Re: [MSE] Appending URLs

If we are going to provided download progress information for adaptive streaming though this API, then ideally it should have the following properties:
- progress information should be associated with the URL/byte range
- the HTTP response time should be available and separated from any time spend doing redirections, CORS pre-flights etc.
- the bytes received information should be provided in the form of triples (reception start, reception end, bytes received) so that the script does not average over time periods where the client was (deliberately) not receiving data (or, equivalently, we could have reception start/stop/progress events that come with timestamps).

We could provide this information in this API, or we could adapt the Web Performance Resource Timing [1] work to this purpose.

…Mark

[1] http://w3c-test.org/webperf/specs/ResourceTiming/

On Jun 18, 2012, at 12:04 PM, Aaron Colwell wrote:

comments inline..

On Sun, Jun 17, 2012 at 11:04 PM, Sunyang (Eric) <eric.sun@huawei.com<mailto:eric.sun@huawei.com>> wrote:
There has been a little bit of discussion in the bug comments and the current signatures being proposed are shown below.

void sourceAppend(in DOMString id, in DOMString url, optional long long start, optional long long length);

[TreatNonCallableAsNull] attribute Function? onappenddone;
[TreatNonCallableAsNull] attribute Function? onappenderror;
[yang] why use length instead end, one more step to compute the boundary is not wise.

[acolwell] Length is used  because end is considered error prone. Just from my own demo experience I've forgotten the -1 in the end = start + length -1 computation several times. I'm sure I'm not alone in this and it seems like a minor thing for the UA to implement so that developers don't have one more thing to remember.


1.      What information should we report via the appenddone event? bytes transferred? duration of transfer ?
[yang] I think it depend on what we need from appendone event, I think the status code is enough. Application only needs to know whether it is successful, will not care bytes, duration etc, that’s my opinion.
But if for online video editing, duration may be needed .

[acolwell] The reason I mentioned bytes and transfer duration, is for the adaptive streaming use case. This information can be used to estimate the available bandwidth.


2.      What information should we report via the appenderror event? HTTP status code? HTTP reason string? # of bytes appended?
[yang] What purpose of report from appenderror event? If only for application callback, the status code is enough, if for user readable text, we may return text. But I think nobody will read the text returned by appenderror, so error code is enough.
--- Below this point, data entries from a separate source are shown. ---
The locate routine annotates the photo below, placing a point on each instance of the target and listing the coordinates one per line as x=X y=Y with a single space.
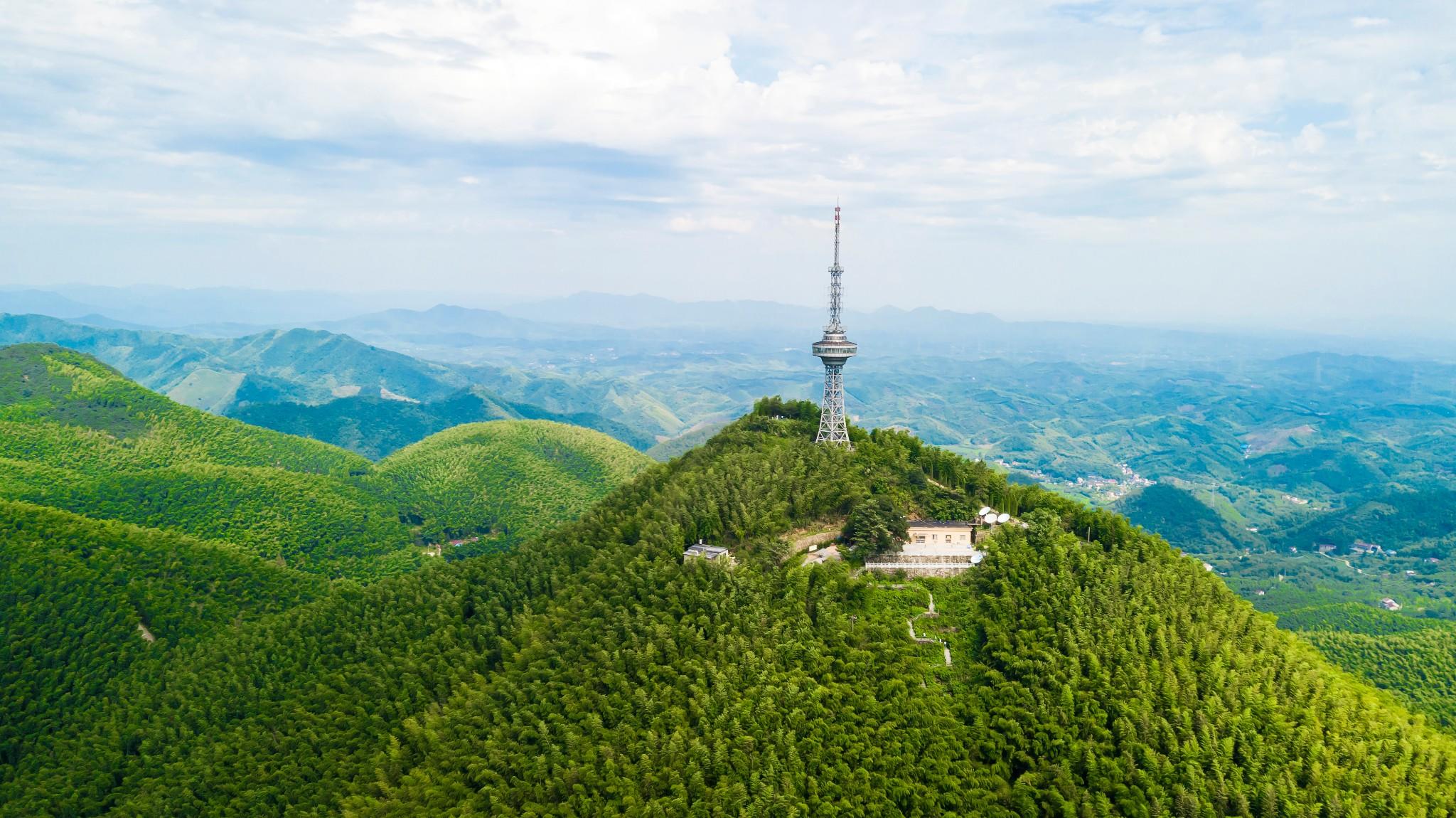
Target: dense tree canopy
x=593 y=671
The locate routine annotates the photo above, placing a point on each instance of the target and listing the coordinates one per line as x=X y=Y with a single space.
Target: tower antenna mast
x=835 y=350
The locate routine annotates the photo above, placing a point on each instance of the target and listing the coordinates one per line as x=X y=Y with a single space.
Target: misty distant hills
x=471 y=329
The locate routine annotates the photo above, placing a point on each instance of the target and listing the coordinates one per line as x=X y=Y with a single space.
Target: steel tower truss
x=835 y=350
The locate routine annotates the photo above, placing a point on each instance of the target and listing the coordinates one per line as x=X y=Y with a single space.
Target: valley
x=476 y=562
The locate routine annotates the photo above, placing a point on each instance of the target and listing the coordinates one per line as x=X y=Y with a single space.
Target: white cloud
x=1311 y=139
x=1008 y=121
x=717 y=223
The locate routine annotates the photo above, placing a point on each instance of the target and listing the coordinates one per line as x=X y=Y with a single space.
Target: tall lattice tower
x=835 y=350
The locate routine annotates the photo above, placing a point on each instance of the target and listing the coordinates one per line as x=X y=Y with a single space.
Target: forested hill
x=504 y=478
x=72 y=411
x=592 y=671
x=77 y=435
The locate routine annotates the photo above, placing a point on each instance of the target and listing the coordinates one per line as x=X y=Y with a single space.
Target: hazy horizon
x=1236 y=165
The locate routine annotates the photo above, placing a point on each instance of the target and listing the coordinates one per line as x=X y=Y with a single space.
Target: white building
x=941 y=538
x=714 y=553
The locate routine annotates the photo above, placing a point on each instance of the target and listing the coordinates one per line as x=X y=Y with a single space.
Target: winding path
x=924 y=639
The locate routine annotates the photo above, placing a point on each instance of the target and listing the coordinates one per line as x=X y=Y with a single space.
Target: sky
x=1261 y=164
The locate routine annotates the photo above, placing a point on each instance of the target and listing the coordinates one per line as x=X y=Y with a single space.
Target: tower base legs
x=833 y=425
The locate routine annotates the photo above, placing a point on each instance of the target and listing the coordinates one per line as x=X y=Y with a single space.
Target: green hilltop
x=76 y=435
x=1088 y=670
x=505 y=478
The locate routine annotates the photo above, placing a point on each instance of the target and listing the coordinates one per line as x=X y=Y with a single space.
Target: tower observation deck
x=835 y=350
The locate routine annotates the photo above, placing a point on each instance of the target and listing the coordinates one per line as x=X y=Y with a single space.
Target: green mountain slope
x=77 y=435
x=69 y=411
x=593 y=673
x=83 y=599
x=375 y=427
x=220 y=373
x=1181 y=519
x=504 y=478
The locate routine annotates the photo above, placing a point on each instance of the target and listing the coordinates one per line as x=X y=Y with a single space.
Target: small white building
x=941 y=538
x=714 y=553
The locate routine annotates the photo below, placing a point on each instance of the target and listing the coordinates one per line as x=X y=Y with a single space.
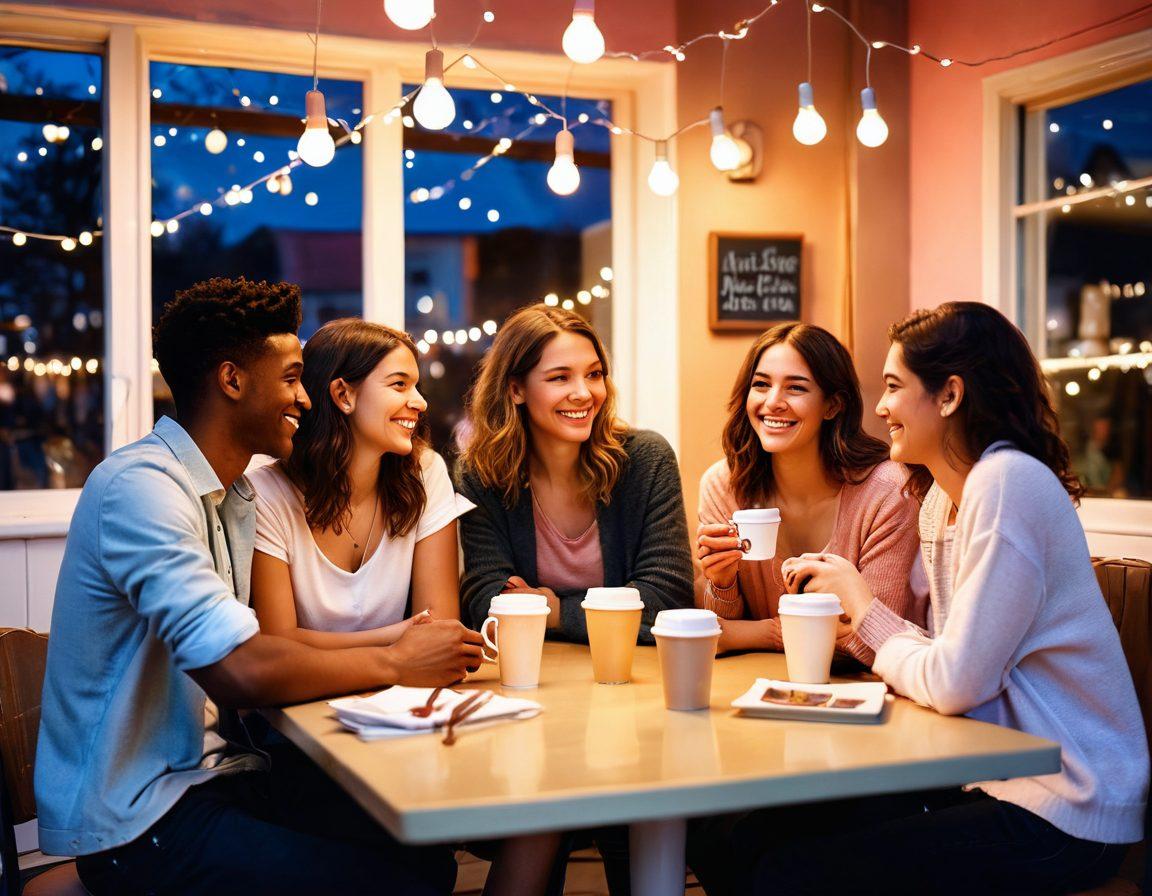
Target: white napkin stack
x=388 y=713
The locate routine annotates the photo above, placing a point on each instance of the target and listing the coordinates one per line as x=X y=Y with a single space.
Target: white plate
x=870 y=710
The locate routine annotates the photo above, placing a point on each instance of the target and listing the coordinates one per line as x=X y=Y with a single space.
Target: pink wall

And I think if the append has error, next append will override the previous part no matter how many bytes are appended, so no need for # of bytes appended.

[acolwell] I don't think it is a safe assumption that the next append will overwrite all the data from the previous append. The number of bytes appended could be useful in determining what got appended and where to start the next append. We definitely need to figure out what state the segment parser should be in after an error occurs. The current API triggers a MEDIA_ERR_DECODE to happen if an append fails because it basically means that there is something wrong with the bytestream. No further appends are allowed after that. In the case of a URL based append the problem could either be a networking error OR a bytestream error. It isn't clear to me whether we want to trigger a MEDIA_ERR_NETWORK if the append has a network problem because there may be ways for the application to recover. Returning the number of bytes successfully appended allows the application to determine what segments were successfully appended and which ones will need to be retried.

3.      Should we add a appendprogress event that periodically fires, like the HTMLMediaElement progress event, that conveys how much data has been downloaded so far and how much time it has spent actually downloading?
[yang] append is used to append media segment to a presentation timeline, right? If for end user review, media segment’s download bytes and duration has no meaning to him at all, the end user always see a complete video. But for video editing or AD publisher, we may need to know the upload progress, rather then download progress.

[acolwell] downloaded bytes & download duration mean a lot to an adaptive streaming application. That is why I'm suggesting them. Periodic updates of this information facilitate bandwidth estimation and may influence what the application decides to append next.